Greenpeace intensifies protests against BP Amoco’s arctic plans

This week, six Greenpeace activists and four protesters dressed as polar bears were arrested outside BP Amoco’s US headquarters in Chicago. The activists had constructed a renewable energy camp outside the building to highlight the company’s role in climate change which is thought by many scientists to be driving the destruction of the polar icecaps.

The Greenpeace activists created the protest camp at BP Amoco’s headquarters soon after establishing a similar camp in Alaska near the site where BP Amoco intends to build its Northstar offshore oil facility. If allowed to proceed, the oil drilling and pipeline construction project will open a new frontier for oil drilling in the Arctic. Greenpeace claims the Northstar plan is understaffed and inadequately equipped, and therefore presents a danger to the Alaskan ecosystem.

Greenpeace has also teamed up with other US NGOs to oppose BP Amoco’s proposed takeover of Atlantic Richfield Co (ARCO) (see related story) and launched a BP Amoco shareholder resolution calling on the company to pull out of Northstar and reinvest the savings in its solar division. The resolution will be voted on at the company’s annual general meeting on April 13 (see related story).

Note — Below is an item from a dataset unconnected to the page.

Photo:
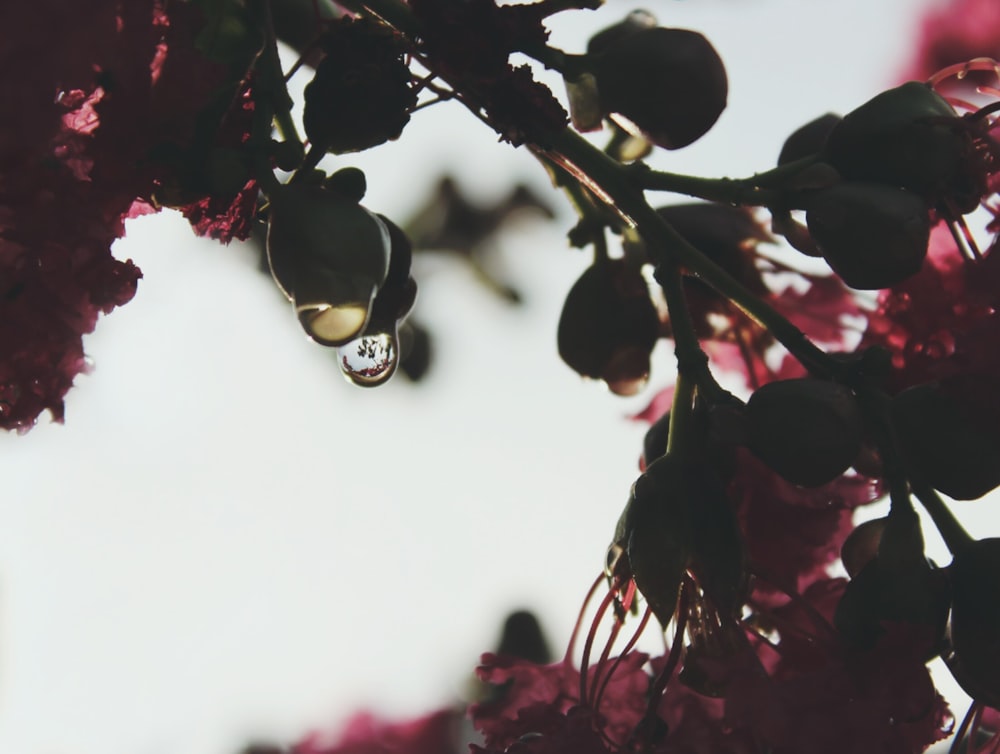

“We have to educate the shareholders,” Dr. Iain MacGill, senior analyst for Greenpeace told edie. “Some feel BP Amoco is a company with a vision, but it is really following an oil-business-as-usual strategy. While BP Amoco has pledged to reduce its greenhouse gases by 10% from a 1990 baseline over the period to 2010, the reality shows another side to the company. Northstar sums up BP Amoco’s choices – do they continue to spend one hundred times as much on oil than on solar or increase investment in renewables?”